Organic contaminants are typically the result of human activities and can be controlled by natural geochemical processes that are often utilized by environmental remediation. Volatile organic compounds, plasticizers, pesticides, and chlorinated compounds are the most common organic pollutants in drinking waters (Olson 2003). Due to concerns over the presence of hormones and endocrine disruptors, the USGS comprehensive survey conducted in 2002 also that found steroids (coprostanol, cholesterol), insect repellant (N,N-diethyltoluamide), caffeine, antimicrobial agents (triclosan), fire retardant (tri(2-chloroehtyl)phosphate), and detergent residues (4-nonylpentol) can be detected in surface waters and are now considered emerging contaminants (Kolpin et al. 2002; Lapworth et al. 2012). Sunlight can cause photochemical reactions that transform natural organic matter into other compounds, such as halogenated species (Mendez-Diaz et al. 2014). Some of these transformations can yield degradation products that are less harmful than the initial material, but some of these reactions were reported to be reversible. An endocrine disruptor, 17α-trembolone has been shown to degrade in the presence of light but then reform in the dark (Qu et al. 2013). Chemical spills of hydrocarbons or chlorinated compounds present in groundwater can be remediated through microbial degradation processes that utilize these compounds as an energy source. For example, tetrachloroethane and trichloroethane are common contaminants in water, but under anerobic conditions microbial communities can be transformed to less chlorinated dichloroethane and vinyl ethane for natural attenuation (Bradley et al. 2005).

Summary

Low-temperature geochemistry is the study of chemical processes that occur in a complex and ever changing environment. It requires understanding fundamental chemical principles applied to geology, hydrology, biology, and atmospheric systems to understand some of the most important processes on the surface of the earth. Mineral precipitation, chemical weathering, sedimentation, diagenesis, soil science, biogeochemical cycling, and contaminant transport impact natural ecosystems and human society. Low-temperature geochemistry also provides a means to understand how interconnected we are with natural processes and our actions can cause significant impacts on global processes.

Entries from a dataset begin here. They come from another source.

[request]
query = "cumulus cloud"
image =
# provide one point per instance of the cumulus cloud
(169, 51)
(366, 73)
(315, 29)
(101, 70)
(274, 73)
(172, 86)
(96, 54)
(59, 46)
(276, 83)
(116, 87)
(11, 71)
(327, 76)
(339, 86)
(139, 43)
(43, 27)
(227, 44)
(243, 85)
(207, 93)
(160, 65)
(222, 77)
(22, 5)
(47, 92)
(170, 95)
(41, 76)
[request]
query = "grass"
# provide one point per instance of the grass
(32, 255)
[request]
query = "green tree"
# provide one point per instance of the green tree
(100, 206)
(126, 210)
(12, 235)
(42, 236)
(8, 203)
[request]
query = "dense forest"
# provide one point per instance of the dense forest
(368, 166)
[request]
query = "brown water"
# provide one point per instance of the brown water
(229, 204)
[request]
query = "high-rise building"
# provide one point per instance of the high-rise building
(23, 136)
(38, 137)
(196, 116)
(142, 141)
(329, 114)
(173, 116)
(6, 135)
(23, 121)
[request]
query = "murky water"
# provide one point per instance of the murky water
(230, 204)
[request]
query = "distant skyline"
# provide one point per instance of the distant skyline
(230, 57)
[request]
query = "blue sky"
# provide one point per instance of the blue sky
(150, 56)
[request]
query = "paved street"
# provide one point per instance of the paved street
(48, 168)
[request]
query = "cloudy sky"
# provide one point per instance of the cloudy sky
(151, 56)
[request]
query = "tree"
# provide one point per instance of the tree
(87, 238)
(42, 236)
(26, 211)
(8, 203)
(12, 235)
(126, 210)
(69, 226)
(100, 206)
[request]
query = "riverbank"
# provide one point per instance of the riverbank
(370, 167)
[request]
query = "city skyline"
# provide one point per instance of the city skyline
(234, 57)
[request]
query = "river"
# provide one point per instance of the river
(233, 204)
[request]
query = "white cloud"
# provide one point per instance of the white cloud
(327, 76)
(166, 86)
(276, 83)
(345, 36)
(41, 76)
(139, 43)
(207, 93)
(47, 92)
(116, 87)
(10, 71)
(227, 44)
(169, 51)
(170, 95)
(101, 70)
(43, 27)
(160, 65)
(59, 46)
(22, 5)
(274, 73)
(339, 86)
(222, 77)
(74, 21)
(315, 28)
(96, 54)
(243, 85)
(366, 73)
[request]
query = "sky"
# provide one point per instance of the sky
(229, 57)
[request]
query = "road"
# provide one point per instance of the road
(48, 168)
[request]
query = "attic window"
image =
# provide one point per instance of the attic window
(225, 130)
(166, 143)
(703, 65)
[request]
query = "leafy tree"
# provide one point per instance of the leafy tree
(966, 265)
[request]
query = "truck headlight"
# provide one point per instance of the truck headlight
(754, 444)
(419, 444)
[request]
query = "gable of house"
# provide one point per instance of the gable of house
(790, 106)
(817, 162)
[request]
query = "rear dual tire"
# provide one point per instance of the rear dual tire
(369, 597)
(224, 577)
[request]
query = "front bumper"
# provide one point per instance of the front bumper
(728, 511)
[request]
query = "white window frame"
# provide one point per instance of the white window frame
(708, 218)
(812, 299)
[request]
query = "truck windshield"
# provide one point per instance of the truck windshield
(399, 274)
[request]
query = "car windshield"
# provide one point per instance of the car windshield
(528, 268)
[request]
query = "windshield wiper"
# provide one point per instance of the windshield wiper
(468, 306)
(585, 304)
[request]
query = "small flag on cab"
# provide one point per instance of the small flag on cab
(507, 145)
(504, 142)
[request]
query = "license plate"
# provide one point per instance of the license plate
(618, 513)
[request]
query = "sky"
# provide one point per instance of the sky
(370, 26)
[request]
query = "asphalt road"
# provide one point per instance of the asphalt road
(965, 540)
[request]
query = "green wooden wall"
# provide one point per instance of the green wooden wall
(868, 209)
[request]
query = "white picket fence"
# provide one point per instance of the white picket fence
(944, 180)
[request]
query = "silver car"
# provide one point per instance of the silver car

Beginning with fundamental elemental processes that occur within solid-state minerals and branching out into global topic, low-temperature geochemistry continues to be an important area of scientific study. Continued interest in combating climate change requires advanced understanding of how rocks, soils, natural bodies of water, and the atmosphere are connected through chemical, physical, and biological processes. As we continue to change the landscape and release new chemicals into the environment, there is increased efforts to determine the impact of these emerging contaminants on the ecosystem. Given our relationship and reliance on the natural world, understanding the geochemical processes that occur in low-temperature, surficial environments will continue to be a key research focus for human and global health.